I met a woman on Saturday, her name is Scola & she works at my parents house. In my entire life, I have never met a more joyful and loving person. As we talked, exchanging details about each other's children & lives, it became very clear that Scola's joy and peace did not come from having an easy life. In short, she is in her late 20's, has two children of her own, and is also a mother to her 4 nieces & nephews since her sister passed away 6 years ago, she works two jobs, and is going to an adult school to finish the Kenyan equivalent of her highschool education since she was, as she said "interrupted by some things".

And despite having the cares of 6 children on her shoulders, and her own future to pursue, Scola was so exceptionally excited to be where she was - washing dishes in my parents kitchen & talking to me, a stranger. And when Kai wanted to go outside and I was 'busy', Scola stopped what she was doing to take him outside and show him the newness of his new home - pouring so much love & sweetness on him, you'd think he was her own son. 

The immense strength of the human spirit is never more evident than in the gentleness & joy formed in those who have faced & overcome many obstacles - ultimately arriving at the realization their triumph is to no credit of their own.

I can only pray that at the end of the obstacles currently in my path - I arrive at that realization & with that result.

I know without a doubt, Christ will sustain us through whatever may be ahead. And I know, without a doubt, He will be with us - regardless if we are experiencing a triumph or a tragedy, big or small. But that, at this point, is about all I know - where we'll live, what we'll drive, who our friends will be, how our children will really adjust, how our finances will finalize once the monthly expenses solidify, where we'll go to church, and dozens more basics remain complete mysteries.

I'll write more again soon - and post pictures of our trip & first few days here.

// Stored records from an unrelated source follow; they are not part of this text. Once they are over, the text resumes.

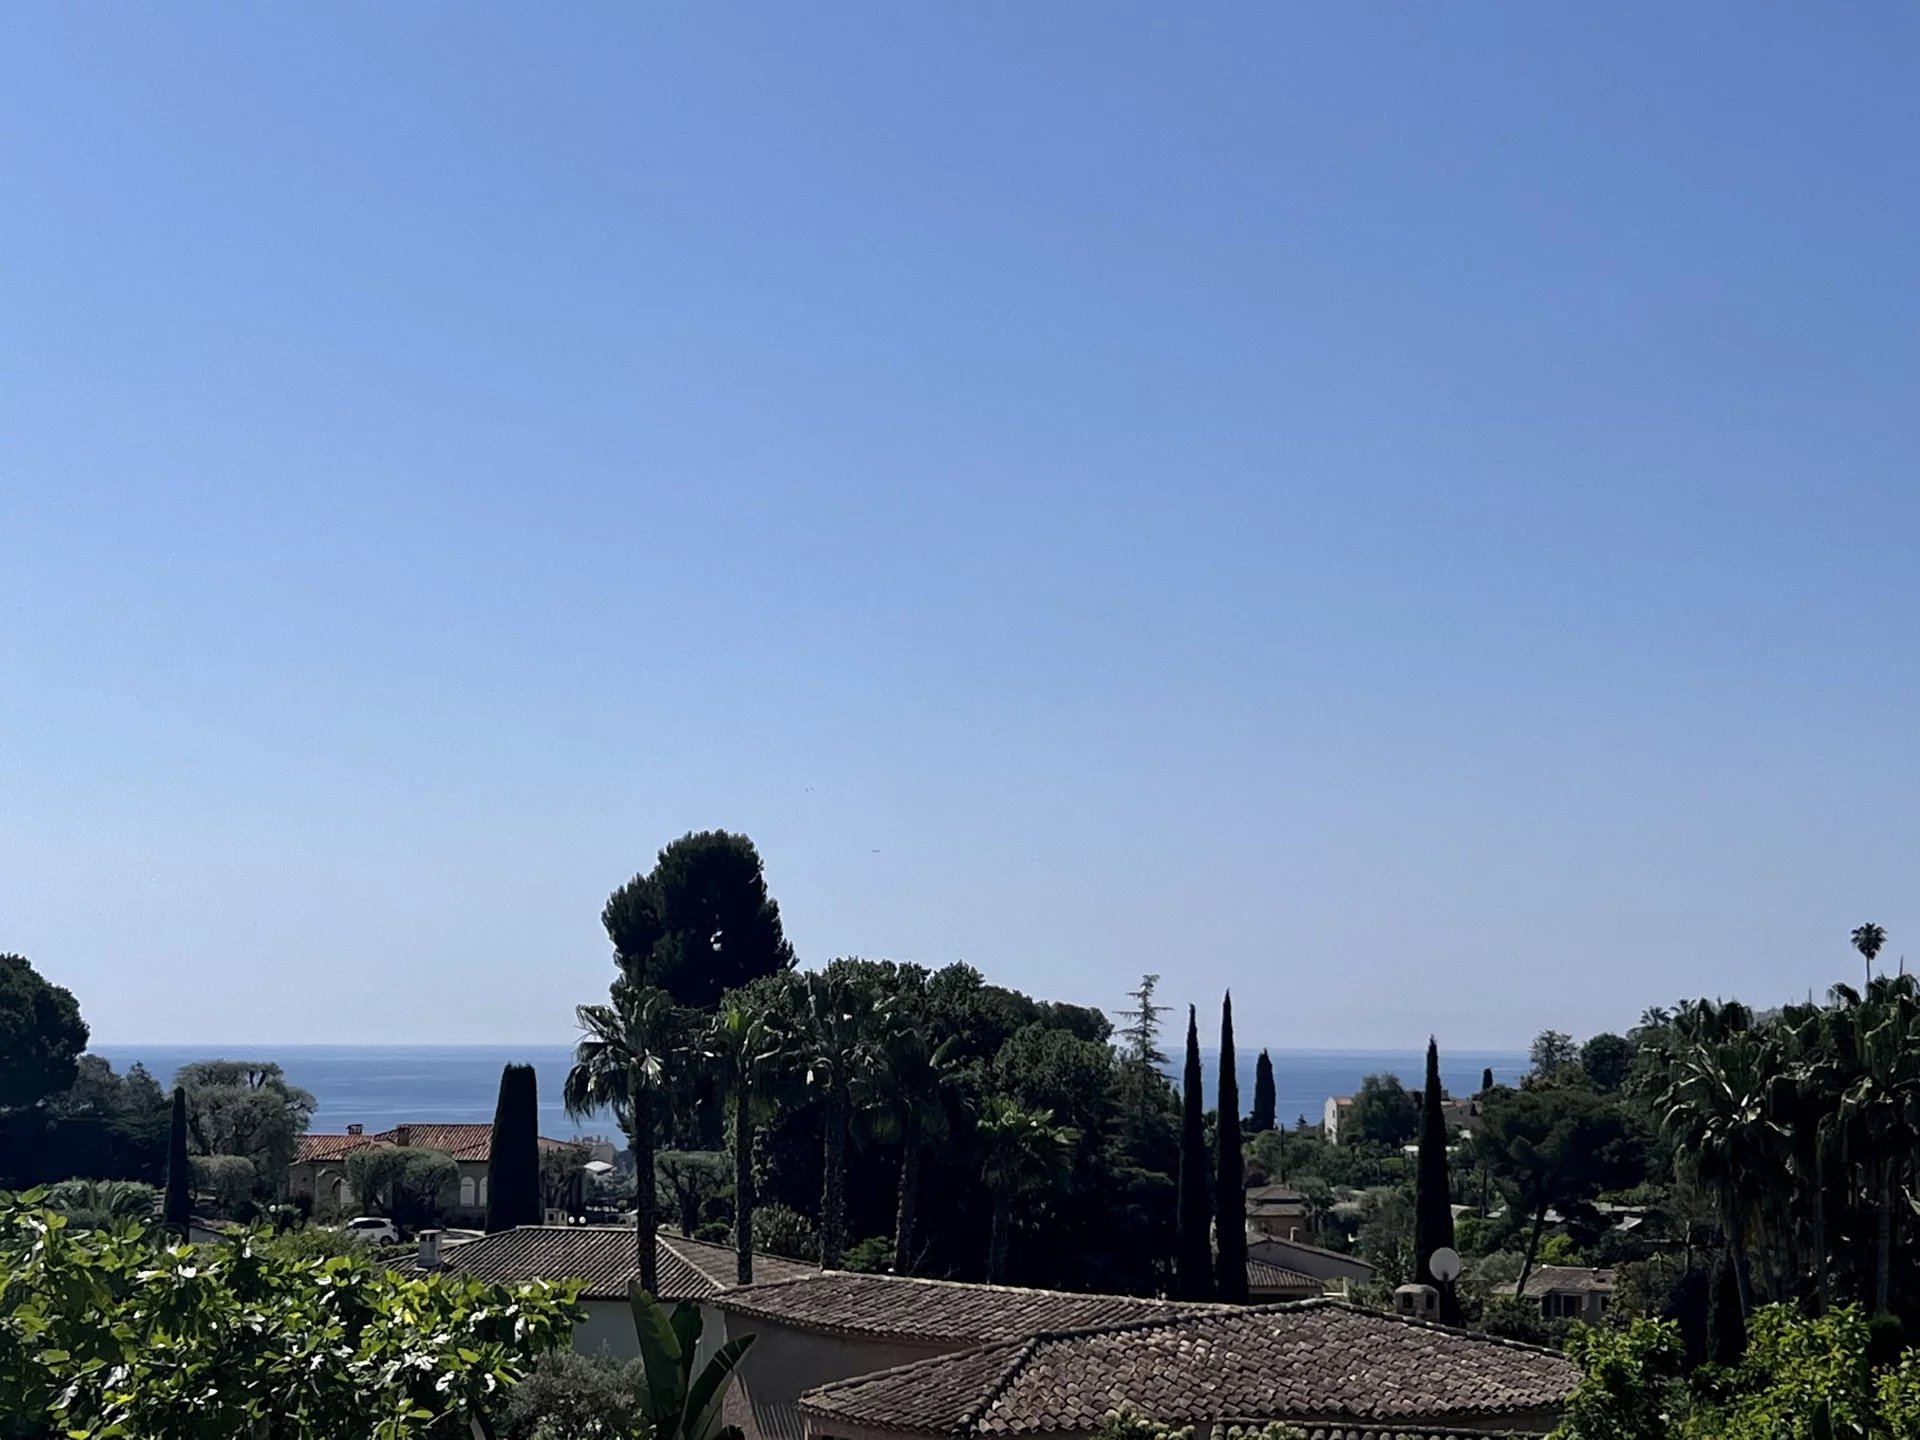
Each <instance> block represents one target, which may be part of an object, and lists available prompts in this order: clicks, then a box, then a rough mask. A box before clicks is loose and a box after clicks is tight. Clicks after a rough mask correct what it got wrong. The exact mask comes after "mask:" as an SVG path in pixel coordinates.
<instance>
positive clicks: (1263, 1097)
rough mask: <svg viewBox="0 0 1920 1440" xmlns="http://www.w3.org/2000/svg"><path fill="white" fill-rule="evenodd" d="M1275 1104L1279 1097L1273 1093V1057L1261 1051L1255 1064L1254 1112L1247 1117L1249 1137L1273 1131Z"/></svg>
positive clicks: (1254, 1086)
mask: <svg viewBox="0 0 1920 1440" xmlns="http://www.w3.org/2000/svg"><path fill="white" fill-rule="evenodd" d="M1275 1104H1277V1096H1275V1091H1273V1056H1269V1054H1267V1052H1265V1050H1261V1052H1260V1058H1258V1060H1256V1062H1254V1110H1252V1114H1250V1116H1248V1117H1246V1133H1248V1135H1261V1133H1263V1131H1271V1129H1273V1121H1275V1116H1273V1108H1275Z"/></svg>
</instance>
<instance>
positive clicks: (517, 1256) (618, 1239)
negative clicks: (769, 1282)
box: [403, 1225, 820, 1300]
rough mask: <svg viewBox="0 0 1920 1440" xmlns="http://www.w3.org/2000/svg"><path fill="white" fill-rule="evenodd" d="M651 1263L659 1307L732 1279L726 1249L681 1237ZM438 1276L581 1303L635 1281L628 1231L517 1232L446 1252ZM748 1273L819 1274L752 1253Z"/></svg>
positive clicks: (661, 1236) (411, 1266)
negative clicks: (659, 1303)
mask: <svg viewBox="0 0 1920 1440" xmlns="http://www.w3.org/2000/svg"><path fill="white" fill-rule="evenodd" d="M653 1258H655V1265H657V1267H659V1273H660V1300H707V1298H710V1296H714V1294H718V1292H720V1290H724V1288H728V1286H730V1284H733V1283H735V1279H737V1275H739V1271H737V1258H735V1254H733V1246H728V1244H710V1242H708V1240H689V1238H685V1236H682V1235H655V1236H653ZM403 1269H407V1271H419V1269H420V1265H419V1261H417V1260H415V1261H409V1263H407V1265H405V1267H403ZM440 1269H453V1271H465V1273H468V1275H476V1277H480V1279H482V1281H488V1283H490V1284H522V1283H526V1281H580V1284H582V1290H580V1298H582V1300H626V1292H628V1286H630V1284H632V1283H634V1281H636V1279H639V1265H637V1263H636V1254H634V1227H632V1225H520V1227H518V1229H511V1231H499V1233H495V1235H484V1236H480V1238H478V1240H463V1242H459V1244H449V1246H445V1248H444V1250H442V1252H440ZM753 1273H755V1277H760V1279H768V1281H785V1279H795V1277H797V1275H818V1273H820V1271H818V1269H816V1267H814V1265H808V1263H804V1261H799V1260H783V1258H780V1256H764V1254H756V1256H755V1258H753Z"/></svg>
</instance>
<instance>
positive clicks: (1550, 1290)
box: [1496, 1265, 1613, 1300]
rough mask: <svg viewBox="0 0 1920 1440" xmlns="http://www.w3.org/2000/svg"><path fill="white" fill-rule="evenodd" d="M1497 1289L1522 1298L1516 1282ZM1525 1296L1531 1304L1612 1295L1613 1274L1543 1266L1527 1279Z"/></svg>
mask: <svg viewBox="0 0 1920 1440" xmlns="http://www.w3.org/2000/svg"><path fill="white" fill-rule="evenodd" d="M1496 1288H1498V1290H1500V1292H1501V1294H1523V1292H1521V1290H1519V1288H1517V1283H1513V1281H1509V1283H1507V1284H1501V1286H1496ZM1524 1294H1526V1298H1528V1300H1538V1298H1542V1296H1549V1294H1613V1271H1611V1269H1588V1267H1584V1265H1540V1267H1538V1269H1536V1271H1534V1273H1532V1275H1528V1277H1526V1290H1524Z"/></svg>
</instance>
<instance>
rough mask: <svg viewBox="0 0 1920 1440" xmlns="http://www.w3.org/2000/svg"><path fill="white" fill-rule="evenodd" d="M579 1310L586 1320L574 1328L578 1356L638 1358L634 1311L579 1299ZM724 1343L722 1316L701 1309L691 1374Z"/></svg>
mask: <svg viewBox="0 0 1920 1440" xmlns="http://www.w3.org/2000/svg"><path fill="white" fill-rule="evenodd" d="M580 1308H582V1309H586V1319H582V1321H580V1323H578V1325H574V1350H578V1352H580V1354H582V1356H601V1354H605V1356H611V1357H612V1359H639V1340H637V1338H636V1336H634V1309H632V1308H630V1306H628V1304H626V1302H624V1300H582V1302H580ZM668 1309H672V1306H668ZM724 1340H726V1317H724V1315H722V1313H720V1311H718V1309H714V1308H712V1306H701V1344H699V1348H697V1350H695V1352H693V1373H695V1375H697V1373H699V1367H701V1365H705V1363H707V1359H708V1357H710V1356H712V1352H714V1350H718V1348H720V1344H722V1342H724Z"/></svg>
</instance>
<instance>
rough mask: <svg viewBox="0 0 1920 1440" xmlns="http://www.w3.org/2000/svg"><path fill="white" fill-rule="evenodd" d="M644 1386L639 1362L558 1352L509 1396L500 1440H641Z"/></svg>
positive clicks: (527, 1377) (547, 1358) (547, 1360)
mask: <svg viewBox="0 0 1920 1440" xmlns="http://www.w3.org/2000/svg"><path fill="white" fill-rule="evenodd" d="M645 1384H647V1371H645V1367H643V1365H641V1363H639V1361H637V1359H628V1361H618V1359H612V1357H607V1356H582V1354H578V1352H574V1350H555V1352H553V1354H551V1356H541V1357H540V1359H538V1361H536V1363H534V1367H532V1369H530V1371H528V1375H526V1379H524V1380H520V1382H518V1384H516V1386H513V1390H509V1392H507V1404H505V1405H503V1409H501V1415H499V1425H497V1430H499V1440H549V1436H551V1440H643V1438H645V1425H641V1421H639V1409H641V1392H643V1390H645Z"/></svg>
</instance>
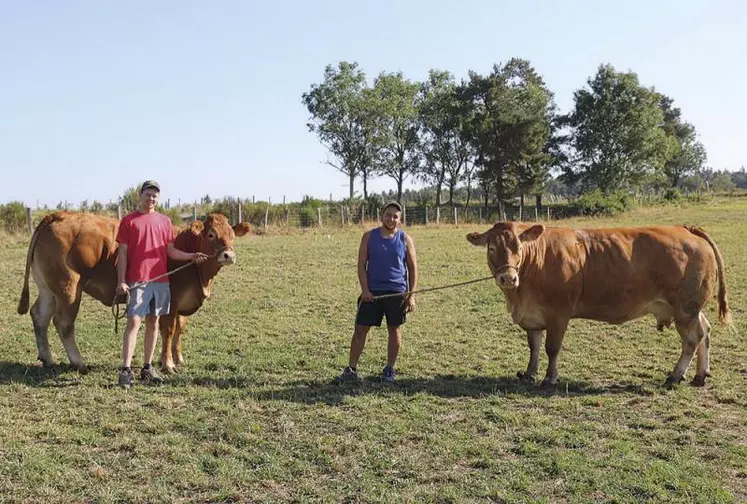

I hope you enjoyed this 'glimpse' into my current processing - I'm sure there will be more to come.


  1. You'll have our prayers... and although I have some images of where you are they are still through those child eyes from many years ago.

  2. Welcome to Kenya and your new life adventures!! I know whatever happens will be the perfect thing for you, Chris and the kids. Life is an amazing ride and it's great to see you and Chris living life in the very front car, arms held high above your head, smiling and having fun!! Love you. Julia

  3. Sarah, you brought me to tears reading this. I can picture you and your family at Village Market, etc. and was so touched by your facing the reality of living in Nairobi as an adult now! You inspire me! Love you! Carlye

  4. I miss Kenya, and Nairobi! Reading this I am very jealous you got to go back. Have a Java coffee for me!!! What a great adventure for you guys! Plus you got Jesus as your adventurer guide! Score!